格納庫の前で、ロベルトは腕を組んで立っていた。

「結果は聞いた」ロベルトは言った。「残念だったな」

「まだ諦めてません」直人は言った。「距離を縮める方法を考えます」

「そうだな」ロベルトは少し笑った。「お前らしい」

ロベルトは全員を見回した。博士、ザイロン、美代、ララ。

「博士」ロベルトは言った。「また世話になった」

「儂もじゃ」博士は鼻を鳴らした。「次来る時はもっといい酒を用意しておけ」

「善処する」ロベルトは直人に手を差し出した。「直人、50年待っている」

直人はその手を握った。「必ず見つけます」

ロベルトはうなずいた。それからララを見た。

「ララ」

「はい」

「地球での生活、楽しんでこい」

ララは少し驚いた顔をした。「よろしいんですか」

「お前が行きたいと言ったんだろう」ロベルトは静かに言った。「ここには縛られる必要はない。行ってこい」

ララは深々と頭を下げた。「ありがとうございます」

タラップが下りた。全員が乗り込んだ。

直人は最後にアクティナスを振り返った。青く輝く惑星、広大なドック、手を振るロベルトの姿。

「また来ます」直人は言った。

扉が閉まった。

地球が見えた時、美代は窓に顔を押しつけた。

「やっぱりきれいね」美代は呟いた。「青い」

「うん」直人は隣で言った。「ただいま、って感じがする」

ララも窓から地球を眺めていた。その顔に、どんな感情があるのかは読めない。でも目が離せない様子だった。

「ララ」美代が言った。「地球、初めて?」

「はい」ララは答えた。「データでは知っていましたが、実際に見るのは初めてです」

「きれいでしょ」

「はい」ララは静かに言った。「とても」

パロディアンが大気圏に入った。窓の外がオレンジ色に染まる。やがて青い空が広がり、見慣れた街並みが見えてきた。

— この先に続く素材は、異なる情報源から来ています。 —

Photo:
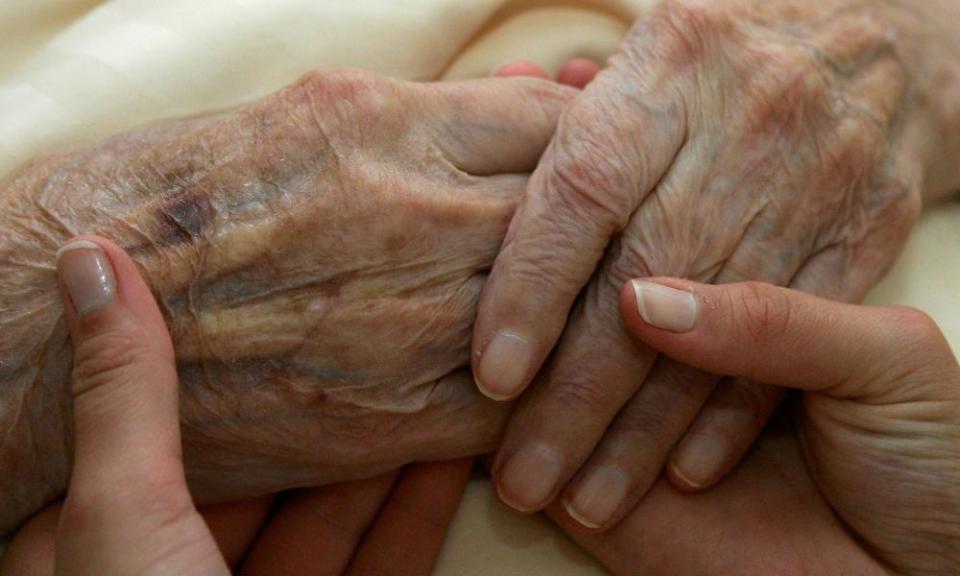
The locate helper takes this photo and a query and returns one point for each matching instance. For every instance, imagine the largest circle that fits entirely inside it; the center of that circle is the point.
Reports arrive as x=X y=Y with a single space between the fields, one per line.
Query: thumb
x=125 y=394
x=127 y=509
x=788 y=338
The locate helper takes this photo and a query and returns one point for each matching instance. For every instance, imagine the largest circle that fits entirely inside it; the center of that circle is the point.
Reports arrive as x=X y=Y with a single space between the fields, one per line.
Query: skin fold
x=317 y=256
x=785 y=141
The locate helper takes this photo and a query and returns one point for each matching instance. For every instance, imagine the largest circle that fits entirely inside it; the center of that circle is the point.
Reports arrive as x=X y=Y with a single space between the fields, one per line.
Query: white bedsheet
x=74 y=71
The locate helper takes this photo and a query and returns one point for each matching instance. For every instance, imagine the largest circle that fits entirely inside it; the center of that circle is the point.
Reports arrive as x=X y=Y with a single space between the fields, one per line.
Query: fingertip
x=578 y=72
x=504 y=366
x=680 y=481
x=521 y=68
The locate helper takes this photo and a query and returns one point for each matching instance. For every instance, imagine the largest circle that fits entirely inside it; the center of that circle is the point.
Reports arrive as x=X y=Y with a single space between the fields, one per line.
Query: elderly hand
x=865 y=484
x=318 y=257
x=783 y=141
x=128 y=510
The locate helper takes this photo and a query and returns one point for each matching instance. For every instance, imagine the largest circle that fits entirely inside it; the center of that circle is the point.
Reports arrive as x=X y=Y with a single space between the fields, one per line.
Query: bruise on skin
x=184 y=220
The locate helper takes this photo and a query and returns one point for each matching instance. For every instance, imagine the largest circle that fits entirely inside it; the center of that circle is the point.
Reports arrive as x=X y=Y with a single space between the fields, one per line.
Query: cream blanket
x=75 y=71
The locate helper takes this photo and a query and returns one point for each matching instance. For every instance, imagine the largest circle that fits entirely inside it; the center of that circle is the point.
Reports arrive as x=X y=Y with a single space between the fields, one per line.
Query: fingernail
x=529 y=477
x=699 y=461
x=88 y=275
x=665 y=307
x=597 y=498
x=504 y=366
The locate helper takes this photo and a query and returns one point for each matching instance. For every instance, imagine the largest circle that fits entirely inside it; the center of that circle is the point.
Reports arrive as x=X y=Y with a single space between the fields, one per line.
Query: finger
x=781 y=336
x=722 y=433
x=316 y=531
x=631 y=456
x=578 y=72
x=581 y=194
x=34 y=547
x=497 y=125
x=235 y=525
x=407 y=534
x=737 y=411
x=124 y=378
x=521 y=68
x=127 y=504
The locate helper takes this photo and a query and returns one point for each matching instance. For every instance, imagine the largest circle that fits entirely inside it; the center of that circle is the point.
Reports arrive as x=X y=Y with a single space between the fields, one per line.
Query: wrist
x=34 y=367
x=927 y=41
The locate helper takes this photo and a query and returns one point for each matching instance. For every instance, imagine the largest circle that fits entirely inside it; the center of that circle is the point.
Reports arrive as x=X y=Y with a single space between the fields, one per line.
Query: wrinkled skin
x=786 y=141
x=318 y=257
x=860 y=479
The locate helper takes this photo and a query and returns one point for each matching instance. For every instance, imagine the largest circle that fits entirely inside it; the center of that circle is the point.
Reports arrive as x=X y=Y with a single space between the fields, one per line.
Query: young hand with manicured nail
x=784 y=141
x=863 y=479
x=128 y=509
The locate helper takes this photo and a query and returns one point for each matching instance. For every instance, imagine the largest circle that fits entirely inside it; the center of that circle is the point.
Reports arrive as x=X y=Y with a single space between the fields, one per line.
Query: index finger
x=612 y=146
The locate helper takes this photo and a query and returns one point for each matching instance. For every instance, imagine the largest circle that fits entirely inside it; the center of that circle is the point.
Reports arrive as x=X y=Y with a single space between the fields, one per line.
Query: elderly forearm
x=928 y=41
x=34 y=361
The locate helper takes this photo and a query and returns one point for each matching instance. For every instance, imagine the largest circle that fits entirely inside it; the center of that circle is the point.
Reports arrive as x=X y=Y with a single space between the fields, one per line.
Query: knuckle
x=913 y=325
x=111 y=356
x=692 y=25
x=649 y=423
x=579 y=394
x=754 y=401
x=763 y=311
x=783 y=85
x=586 y=186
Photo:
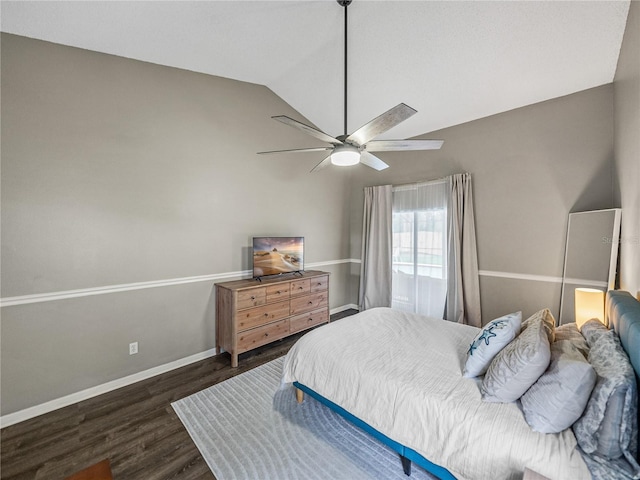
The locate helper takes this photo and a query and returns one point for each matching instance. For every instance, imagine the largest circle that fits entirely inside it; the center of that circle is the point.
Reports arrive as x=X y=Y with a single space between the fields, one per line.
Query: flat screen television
x=277 y=255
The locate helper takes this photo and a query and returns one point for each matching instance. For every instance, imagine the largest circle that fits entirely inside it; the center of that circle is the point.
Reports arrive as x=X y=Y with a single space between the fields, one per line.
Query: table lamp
x=589 y=303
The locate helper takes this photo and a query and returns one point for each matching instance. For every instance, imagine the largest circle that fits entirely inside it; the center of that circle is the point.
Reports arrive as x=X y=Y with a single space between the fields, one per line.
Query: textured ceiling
x=452 y=61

研究所の裏にある広場に、パロディアンがゆっくりと降り立った。

タラップが下り、全員が地球の空気を吸った。

夏の終わりの風が吹いていた。蝉の声が聞こえる。空が高い。

ララは広場に降り立ち、空を見上げた。しばらくそのまま動かなかった。

「どう?」美代が隣に立った。

「空が広いですね」ララは言った。「こんなに広い空は見たことがありませんでした」

美代はしばらくララを見ていた。それから言った。「ねえ、ララ」

「はい」

「うちに来ない? 一緒に暮らしましょう」

ララは美代を見た。「よろしいんですか」

「よくないわけないじゃない」美代は笑った。「お父さんとお母さんには私から話す。絶対大丈夫だから」

ララはしばらく美代を見ていた。それから静かに頭を下げた。「よろしくお願いします、美代さん」

直人はその様子を見ていた。

ザイロンが隣に来た。「美代らしいな」

「うん」直人は笑った。「全然迷わなかった」

博士が研究所の方へ歩き始めていた。「ぐずぐずするな、儂は早く工場に戻りたいんじゃ」

「博士、少しくらい感慨に浸ってもいいんじゃないの?」直人が言った。

「浸っておる」博士はぶっきらぼうに言った。「心の中でな」

直人は笑った。ザイロンが小さく鼻を鳴らした。

広場に、夏の終わりの風が吹いていた。

地球に、全員が戻ってきた。

そしてここから、新しい旅が始まる。30億人が暮らせる星を見つけるための、本当の旅が。